ABT dans James B. Whiteside

ABT dans «New American Romance» de James B. Whiteside. Photo de Rosalie O’Connor.

Le rideau rose et une palette de couleurs de lavande et de bleus m'ont immédiatement fait me sentir plus paisible et contemplatif. Le groupe a grandi au fur et à mesure que les danseurs couraient sur scène, jusqu'à ce qu'ils atteignent une formation avec des danseurs tournés vers l'avant et regardant attentivement vers l'avant. Ils levèrent les bras au cinquième en haut - simples, clairs, résolus. Le groupe s'est dissous, un pas de deux occupant le devant de la scène. Une belle harmonie de musique et de mouvement se jouait, comme une extension gracieuse d'une jambe avant vers l'avant dans un ascenseur alors que la note de musique se déroulait ainsi.

D'autres sections allaient et venaient, ayant parfois l'impression de le faire un peu rapidement pour moi parfois s'attarder dans une section un peu plus longtemps peut permettre à son énergie de se développer et au public de la connaître et de la savourer un peu plus. Pourtant, ce changement rapide a également aidé à construire le thème et l'énergie d'illustrer les jeunes, agités et vifs. Whiteside a façonné un beau canon et un contraste de niveaux pour renforcer cette sensation dynamique.

Un trio mémorable de ballerines en particulier a offert ces éléments, avec un demi-tour - jambe étendue à 45 degrés vers le haut et vers l'avant - dansé par les trois sur trois chefs d'accusation distincts, et plus tard une pose agréable tenue pour quelques comptes avec eux à bas, à mi-chemin, et des niveaux élevés. Le geste a également apporté un sentiment d'unité dans laquelle les ballerines se tenaient la main pendant qu'elles exécutaient des arabesques piquées basses, et croisaient ensemble les poignets en tenant les bras en cinquième en haut.

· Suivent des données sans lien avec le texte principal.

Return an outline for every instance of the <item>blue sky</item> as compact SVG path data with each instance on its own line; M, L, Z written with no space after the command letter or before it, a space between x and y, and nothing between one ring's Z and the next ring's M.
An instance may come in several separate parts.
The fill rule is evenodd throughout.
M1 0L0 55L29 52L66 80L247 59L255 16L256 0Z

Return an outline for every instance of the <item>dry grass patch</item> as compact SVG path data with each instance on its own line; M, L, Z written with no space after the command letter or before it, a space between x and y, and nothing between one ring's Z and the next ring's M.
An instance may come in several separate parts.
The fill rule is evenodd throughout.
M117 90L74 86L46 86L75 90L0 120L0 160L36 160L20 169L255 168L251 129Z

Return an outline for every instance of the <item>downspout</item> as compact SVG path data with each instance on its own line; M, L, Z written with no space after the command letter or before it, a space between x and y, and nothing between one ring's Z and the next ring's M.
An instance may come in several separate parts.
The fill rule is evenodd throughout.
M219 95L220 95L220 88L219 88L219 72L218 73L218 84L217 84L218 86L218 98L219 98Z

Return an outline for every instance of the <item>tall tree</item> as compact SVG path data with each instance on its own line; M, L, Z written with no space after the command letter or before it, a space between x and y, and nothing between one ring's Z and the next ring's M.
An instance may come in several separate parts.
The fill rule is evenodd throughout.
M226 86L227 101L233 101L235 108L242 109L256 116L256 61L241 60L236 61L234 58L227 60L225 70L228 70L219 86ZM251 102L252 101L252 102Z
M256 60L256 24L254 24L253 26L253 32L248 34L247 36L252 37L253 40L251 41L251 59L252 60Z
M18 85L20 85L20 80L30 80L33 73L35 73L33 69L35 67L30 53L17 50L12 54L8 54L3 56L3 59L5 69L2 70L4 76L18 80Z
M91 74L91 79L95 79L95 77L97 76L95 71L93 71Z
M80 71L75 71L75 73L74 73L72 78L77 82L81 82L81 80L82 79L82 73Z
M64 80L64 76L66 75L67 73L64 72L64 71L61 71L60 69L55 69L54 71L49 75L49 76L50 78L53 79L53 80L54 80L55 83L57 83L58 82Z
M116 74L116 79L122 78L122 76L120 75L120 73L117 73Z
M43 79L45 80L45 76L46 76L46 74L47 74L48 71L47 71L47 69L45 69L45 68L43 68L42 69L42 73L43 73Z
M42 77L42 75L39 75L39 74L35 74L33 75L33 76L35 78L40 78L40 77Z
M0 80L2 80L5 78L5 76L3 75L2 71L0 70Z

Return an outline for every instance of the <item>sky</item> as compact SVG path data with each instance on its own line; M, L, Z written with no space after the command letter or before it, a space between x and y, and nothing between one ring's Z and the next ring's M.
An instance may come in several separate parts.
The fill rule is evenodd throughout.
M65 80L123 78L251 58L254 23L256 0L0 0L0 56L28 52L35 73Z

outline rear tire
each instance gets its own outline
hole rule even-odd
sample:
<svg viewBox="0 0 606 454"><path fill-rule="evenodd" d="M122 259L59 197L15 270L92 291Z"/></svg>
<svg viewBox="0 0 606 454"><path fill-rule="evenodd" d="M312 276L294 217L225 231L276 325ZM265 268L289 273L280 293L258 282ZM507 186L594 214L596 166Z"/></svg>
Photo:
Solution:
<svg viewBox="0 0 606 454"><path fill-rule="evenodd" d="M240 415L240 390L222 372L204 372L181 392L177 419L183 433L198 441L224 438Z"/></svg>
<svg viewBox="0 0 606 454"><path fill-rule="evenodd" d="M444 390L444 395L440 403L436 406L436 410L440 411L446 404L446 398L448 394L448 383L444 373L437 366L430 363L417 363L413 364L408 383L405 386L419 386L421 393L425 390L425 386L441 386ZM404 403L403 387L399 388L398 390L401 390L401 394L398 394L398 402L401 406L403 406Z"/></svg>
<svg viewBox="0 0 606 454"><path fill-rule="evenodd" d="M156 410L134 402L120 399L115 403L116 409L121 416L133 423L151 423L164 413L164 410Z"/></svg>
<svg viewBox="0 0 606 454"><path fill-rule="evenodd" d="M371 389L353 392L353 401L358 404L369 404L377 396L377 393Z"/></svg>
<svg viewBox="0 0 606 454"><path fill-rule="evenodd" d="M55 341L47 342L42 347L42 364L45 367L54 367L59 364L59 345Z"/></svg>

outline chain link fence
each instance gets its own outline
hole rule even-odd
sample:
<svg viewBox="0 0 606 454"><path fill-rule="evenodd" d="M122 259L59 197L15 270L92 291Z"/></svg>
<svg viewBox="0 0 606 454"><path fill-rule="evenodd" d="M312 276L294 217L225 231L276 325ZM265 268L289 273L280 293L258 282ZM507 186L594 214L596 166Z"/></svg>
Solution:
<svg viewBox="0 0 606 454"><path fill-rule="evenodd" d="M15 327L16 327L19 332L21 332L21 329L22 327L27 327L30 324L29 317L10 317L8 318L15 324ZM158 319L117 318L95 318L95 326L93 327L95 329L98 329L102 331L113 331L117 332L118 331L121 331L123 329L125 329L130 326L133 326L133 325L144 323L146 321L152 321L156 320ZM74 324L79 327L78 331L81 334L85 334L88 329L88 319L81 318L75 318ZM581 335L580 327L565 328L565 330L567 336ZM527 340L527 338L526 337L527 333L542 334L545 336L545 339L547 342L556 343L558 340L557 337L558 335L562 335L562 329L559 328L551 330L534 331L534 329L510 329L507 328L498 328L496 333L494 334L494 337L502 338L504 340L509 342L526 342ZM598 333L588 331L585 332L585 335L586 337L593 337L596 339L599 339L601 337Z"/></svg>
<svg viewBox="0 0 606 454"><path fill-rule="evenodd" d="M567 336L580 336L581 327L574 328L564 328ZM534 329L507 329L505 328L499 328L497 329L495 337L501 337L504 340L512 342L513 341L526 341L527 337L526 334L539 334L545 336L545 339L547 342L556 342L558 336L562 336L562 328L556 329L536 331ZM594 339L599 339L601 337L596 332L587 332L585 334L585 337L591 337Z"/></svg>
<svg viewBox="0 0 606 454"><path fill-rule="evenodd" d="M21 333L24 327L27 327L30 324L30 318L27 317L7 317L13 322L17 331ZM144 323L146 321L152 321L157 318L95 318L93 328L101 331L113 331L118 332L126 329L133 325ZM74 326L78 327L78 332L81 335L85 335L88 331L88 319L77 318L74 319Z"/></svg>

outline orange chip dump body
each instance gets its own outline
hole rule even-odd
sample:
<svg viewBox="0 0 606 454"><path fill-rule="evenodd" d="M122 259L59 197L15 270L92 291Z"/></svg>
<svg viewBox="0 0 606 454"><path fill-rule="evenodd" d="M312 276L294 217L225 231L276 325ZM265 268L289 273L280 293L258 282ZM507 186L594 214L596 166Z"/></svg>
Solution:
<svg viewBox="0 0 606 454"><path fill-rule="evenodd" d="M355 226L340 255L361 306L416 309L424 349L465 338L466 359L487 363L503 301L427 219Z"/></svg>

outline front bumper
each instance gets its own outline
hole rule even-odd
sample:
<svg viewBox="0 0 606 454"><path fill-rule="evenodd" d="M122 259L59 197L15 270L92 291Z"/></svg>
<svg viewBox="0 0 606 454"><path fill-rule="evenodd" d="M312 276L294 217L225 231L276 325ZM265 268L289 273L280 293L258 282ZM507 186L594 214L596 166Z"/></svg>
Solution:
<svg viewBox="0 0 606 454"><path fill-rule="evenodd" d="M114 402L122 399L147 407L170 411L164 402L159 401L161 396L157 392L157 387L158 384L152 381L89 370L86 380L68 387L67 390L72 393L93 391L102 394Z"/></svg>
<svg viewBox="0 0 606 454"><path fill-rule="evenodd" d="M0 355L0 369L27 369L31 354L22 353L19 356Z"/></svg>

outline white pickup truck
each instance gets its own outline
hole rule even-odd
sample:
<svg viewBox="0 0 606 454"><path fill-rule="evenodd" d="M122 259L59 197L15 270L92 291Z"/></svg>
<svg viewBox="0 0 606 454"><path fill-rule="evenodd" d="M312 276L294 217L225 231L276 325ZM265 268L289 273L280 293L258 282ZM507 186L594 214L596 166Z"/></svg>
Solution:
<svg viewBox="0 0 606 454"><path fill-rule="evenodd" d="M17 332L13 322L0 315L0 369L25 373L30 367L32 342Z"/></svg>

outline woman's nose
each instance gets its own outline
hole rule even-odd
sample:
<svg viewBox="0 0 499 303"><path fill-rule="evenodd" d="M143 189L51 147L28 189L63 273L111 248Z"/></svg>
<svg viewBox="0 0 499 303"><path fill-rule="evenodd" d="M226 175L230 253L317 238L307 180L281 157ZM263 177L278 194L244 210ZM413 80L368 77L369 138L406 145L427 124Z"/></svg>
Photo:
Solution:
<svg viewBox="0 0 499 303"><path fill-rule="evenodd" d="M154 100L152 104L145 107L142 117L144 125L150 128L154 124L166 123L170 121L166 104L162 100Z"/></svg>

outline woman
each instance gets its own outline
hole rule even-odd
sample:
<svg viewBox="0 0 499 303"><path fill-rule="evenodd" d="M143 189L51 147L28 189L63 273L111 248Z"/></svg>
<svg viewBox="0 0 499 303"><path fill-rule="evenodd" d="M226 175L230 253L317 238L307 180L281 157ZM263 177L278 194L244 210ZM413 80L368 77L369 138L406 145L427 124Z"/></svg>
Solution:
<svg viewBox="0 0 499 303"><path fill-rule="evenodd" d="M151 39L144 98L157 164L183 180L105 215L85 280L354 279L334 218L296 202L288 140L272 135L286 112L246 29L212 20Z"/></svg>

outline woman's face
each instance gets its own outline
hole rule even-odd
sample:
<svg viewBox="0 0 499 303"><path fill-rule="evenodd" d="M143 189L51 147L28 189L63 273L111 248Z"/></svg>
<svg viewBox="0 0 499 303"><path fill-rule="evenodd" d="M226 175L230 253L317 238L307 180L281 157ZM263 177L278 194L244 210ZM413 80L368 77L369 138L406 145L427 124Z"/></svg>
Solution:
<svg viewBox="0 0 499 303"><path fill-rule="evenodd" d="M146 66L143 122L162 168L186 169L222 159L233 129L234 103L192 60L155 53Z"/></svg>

Des ambiances différentes, issues des qualités de la musique, du mouvement et de la théâtralité des danseurs, se sont également développées à différents moments. Le solo d’une ballerine offrait un peu plus de courage et de courage que l’œuvre n’en offrait auparavant. Un trio avec deux danseurs et une ballerine était plus doux et un peu plus contemplatif. Trois danseurs sont montés sur scène pour montrer leur bravoure et leur puissante confiance. Toutes ces différentes humeurs et points de vue ont créé une fenêtre sur les différentes façons dont les gens peuvent être en eux-mêmes et ensemble, se déplacer dans l'espace. Pour finir, un groupe plus large s'est assemblé en forme circulaire, évoquant le bon fonctionnement d'un système harmonieux même avec toutes ces manières d'être individuelles et collectives séparées - passé, présent et futur. Tout cela était encourageant et édifiant.

Le travail de Jessica Lang, Bleu jardin , suivi. À bien des égards - esthétiquement, énergétiquement, conceptuellement - cela ressemblait à un tableau de Salvador Dali animé par la danse. Fait partie de ABT’s Women’s Bouge toi ment, un programme destiné à nourrir les chorégraphes émergentes, l'œuvre a été créée le 19 octobre 2018. Ce qui m'a d'abord frappé, ce sont des formes oblongues posées sur la scène et volant au-dessus de leur tête (scénographie par Sarah Crowner). Quelque chose à ce sujet me parlait des horloges qui fondaient dans l’œuvre emblématique de Dali. Le fond en vert, bleu et blanc me parlait de la nature.

Les danseurs portaient des uniformes de toutes les couleurs, aidant à créer une palette de couleurs à multiples facettes, un arc-en-ciel dansé sur la scène dans des sections de groupe plus grandes avec des danseurs répartis sur elle. Ils se sont déplacés à travers l'espace, marchant à des vitesses différentes. Ils ont alors commencé à se déplacer avec une stylisation plus technique - dans le vocabulaire du mouvement classique, mais avec des changements melty, «ooyey-gooey» à travers le torse qui rappellent un idiome de mouvement plus contemporain.

En regardant ce mouvement, j'ai pensé aux traits curvilignes des peintures contemporaines. Les formes décentrées ont apporté une asymétrie intrigante. Les extensions de bras et de jambes frappent les accents musicaux de manière séduisante. Les bras ont frappé à mi-chemin et tout le long avec des notes de musique. Un danseur fait tourner son partenaire assis, les orteils relevés, tandis qu'une note plus longue est jouée.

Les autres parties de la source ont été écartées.